はじめに
今回は、発達障害者支援における高齢期支援に関する実態調査について、
ポイントを押さえ、できるだけわかりやすくお伝えします。
当事者ならびに家族などの高齢化に伴い、
困りごとの増加が避けられないのが現状です。
より的確な支援を届けるべく行われた、
現状を知るための調査の内容と結果について、
ここで一緒に検証していきたいと思います。
事業目的
同事業は高齢期の発達障害者およびその家族などの現状を見据える目的で、
厚生労働省が設けた事業主体により実施されました。
当事者の声に耳を傾け、最善策を検討から実践するための基礎資料を作成すべく、
アンケートならびにヒアリング調査が行われました。
▼ここがポイント
国民全体の高齢化が進む中、発達障害者支援センターには、数多くの相談が寄せられています。

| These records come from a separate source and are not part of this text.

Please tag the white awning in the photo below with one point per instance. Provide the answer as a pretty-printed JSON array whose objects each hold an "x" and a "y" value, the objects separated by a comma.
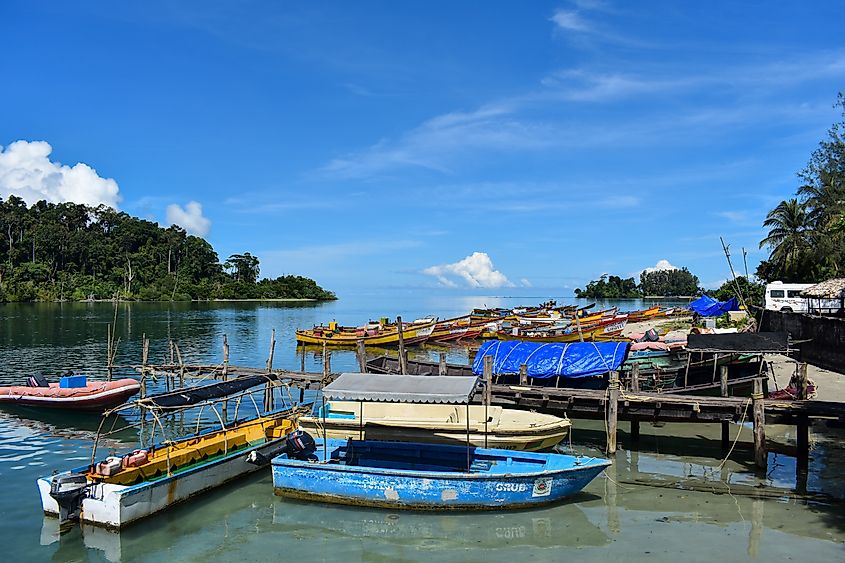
[{"x": 452, "y": 389}]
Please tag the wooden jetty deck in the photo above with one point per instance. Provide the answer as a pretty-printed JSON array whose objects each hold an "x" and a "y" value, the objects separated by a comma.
[{"x": 612, "y": 404}]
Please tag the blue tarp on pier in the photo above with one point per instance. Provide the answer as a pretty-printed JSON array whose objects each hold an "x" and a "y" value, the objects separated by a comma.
[
  {"x": 706, "y": 306},
  {"x": 574, "y": 359}
]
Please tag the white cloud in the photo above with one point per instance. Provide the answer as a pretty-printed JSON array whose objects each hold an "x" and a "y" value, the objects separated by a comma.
[
  {"x": 27, "y": 172},
  {"x": 476, "y": 270},
  {"x": 190, "y": 218},
  {"x": 570, "y": 21},
  {"x": 661, "y": 265}
]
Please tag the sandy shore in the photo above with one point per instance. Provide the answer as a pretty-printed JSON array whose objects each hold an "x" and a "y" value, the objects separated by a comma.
[{"x": 830, "y": 386}]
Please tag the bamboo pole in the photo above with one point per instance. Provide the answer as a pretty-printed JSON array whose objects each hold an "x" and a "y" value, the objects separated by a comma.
[
  {"x": 361, "y": 353},
  {"x": 145, "y": 355},
  {"x": 723, "y": 379},
  {"x": 225, "y": 373},
  {"x": 327, "y": 363},
  {"x": 403, "y": 359},
  {"x": 268, "y": 390},
  {"x": 635, "y": 387},
  {"x": 108, "y": 352},
  {"x": 760, "y": 456},
  {"x": 612, "y": 411},
  {"x": 181, "y": 365},
  {"x": 803, "y": 426}
]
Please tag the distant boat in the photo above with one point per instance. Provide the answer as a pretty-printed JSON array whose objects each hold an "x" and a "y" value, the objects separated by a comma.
[
  {"x": 409, "y": 475},
  {"x": 88, "y": 395},
  {"x": 510, "y": 429},
  {"x": 372, "y": 334}
]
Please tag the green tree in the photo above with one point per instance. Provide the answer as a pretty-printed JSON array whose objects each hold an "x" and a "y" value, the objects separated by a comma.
[
  {"x": 670, "y": 283},
  {"x": 788, "y": 238}
]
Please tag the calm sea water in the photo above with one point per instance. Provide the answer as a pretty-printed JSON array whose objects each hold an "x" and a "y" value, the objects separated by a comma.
[{"x": 669, "y": 500}]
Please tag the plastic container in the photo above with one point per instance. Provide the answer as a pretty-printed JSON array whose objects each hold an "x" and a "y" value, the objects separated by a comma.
[
  {"x": 109, "y": 467},
  {"x": 73, "y": 381},
  {"x": 136, "y": 458}
]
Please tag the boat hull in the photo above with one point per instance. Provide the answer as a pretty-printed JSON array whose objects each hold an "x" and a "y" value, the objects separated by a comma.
[
  {"x": 428, "y": 490},
  {"x": 116, "y": 506},
  {"x": 94, "y": 397}
]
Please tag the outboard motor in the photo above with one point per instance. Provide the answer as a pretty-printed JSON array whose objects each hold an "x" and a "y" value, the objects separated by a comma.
[
  {"x": 298, "y": 445},
  {"x": 650, "y": 335},
  {"x": 301, "y": 446},
  {"x": 68, "y": 491}
]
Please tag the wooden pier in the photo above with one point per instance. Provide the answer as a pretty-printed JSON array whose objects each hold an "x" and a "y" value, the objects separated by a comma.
[{"x": 612, "y": 405}]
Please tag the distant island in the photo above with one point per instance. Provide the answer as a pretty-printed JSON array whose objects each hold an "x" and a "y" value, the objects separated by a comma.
[
  {"x": 74, "y": 252},
  {"x": 666, "y": 283}
]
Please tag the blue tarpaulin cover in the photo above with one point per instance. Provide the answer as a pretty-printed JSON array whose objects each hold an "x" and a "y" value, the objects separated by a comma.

発達障害者とその家族にとって、高齢化に伴う生活上の課題や支援の難しさは、
いずれもクリアすべき切実な問題です。
★発達障害者支援法の一部改正
2016(平成 28)年 8 月に、発達障害者支援法が一部改正されました。
ライフステージに応じた切れ目のない支援体制の再構築が急務である、
との判断に基づく、大きな一歩だといえるでしょう。
この作業を進めるためには、
全国各地の高齢期の発達障害者の現状を確認する必要があり、
実態調査が実施されることとなりました。
事業概要
アンケート・ヒアリング調査および結果の分析を行うため、
有識者と事務局(国立のぞみの園)で構成する「研究検討委員会」を設置しました。
★アンケート調査
以下それぞれを対象に、高齢期発達障害者(可能性を含む)の人数・年代・性別など、
メールおよび郵送による調査を実施しました。
- 全国の発達障害者支援センター97ヵ所(すべて)
- 全国地域包括・在宅介護支援 センター協議会加盟事業所 2,738 か所(抽出)
- 社会福祉協議会 59 ヵ所(抽出)
★ヒアリング調査
高齢期発達障害者に関する相談内容・支援内容・課題などを、
WEB 及び電話などを通じて明らかにしました。
※アンケート調査の結果から抽出した機関 14 ヵ所が対象。
事業実施結果および効果
設置した研究検討委員会が公表した同事業の実施結果および効果は、
要約すると次のとおりでした。
★アンケート調査の結果
調査の窓口となった各支援機関には、
発達障害の診断がある高齢者に関する相談が、一定数寄せられていました。
診断別ではASDが最も多く、年代別では65~74歳が全体の7割を占めていました。
★ヒアリング調査の結果
発達障害者支援センターに寄せられた相談は、
同居家族や当事者から、家庭での対応について、
助言を求める内容が多くを占めていました。
対して全国地域包括や社会福祉協議会には、独居の本人から、
生活困窮の支援に関するものが中心となっていました。
★同事業の効果と今後の課題
以下の現状と課題については、すでに各機関で認識されていたことが確認できました。
- 全高齢期発達障害者に関する研修が不十分かつ、連携体制が相互間で構築できていない。
- 自期間のみでは対応できないケースへの対応が、早急にクリアすべき課題である。
事業主体
独立行政法人国立重度知的障害者総合施設のぞみの園
〒370-0865
群馬県高崎市寺尾町 2120-2
TEL 027-625-1504(代表)
E-MAIL webmaster@nozomi.go.jp
まとめ
高齢期発達障害については、これまでほとんど調査が行われていませんでした。
同事業を通じ、発達障害者支援センターだけでなく高齢者支援機関などにも、
多くの相談が寄せられていることが判明しました。
今回の調査結果を踏まえ、現状を大きく改善する必要性がクローズアップされました。
まずは各機関が高齢期発達障害について、より一層認識を高めることが不可欠でしょう。
次に相互連携を積極的に、より的確な支援を提供するできる環境の構築が望まれます。
当事者の生きづらさや家族の負担が軽減される、さらなる支援体制の構築が期待されます。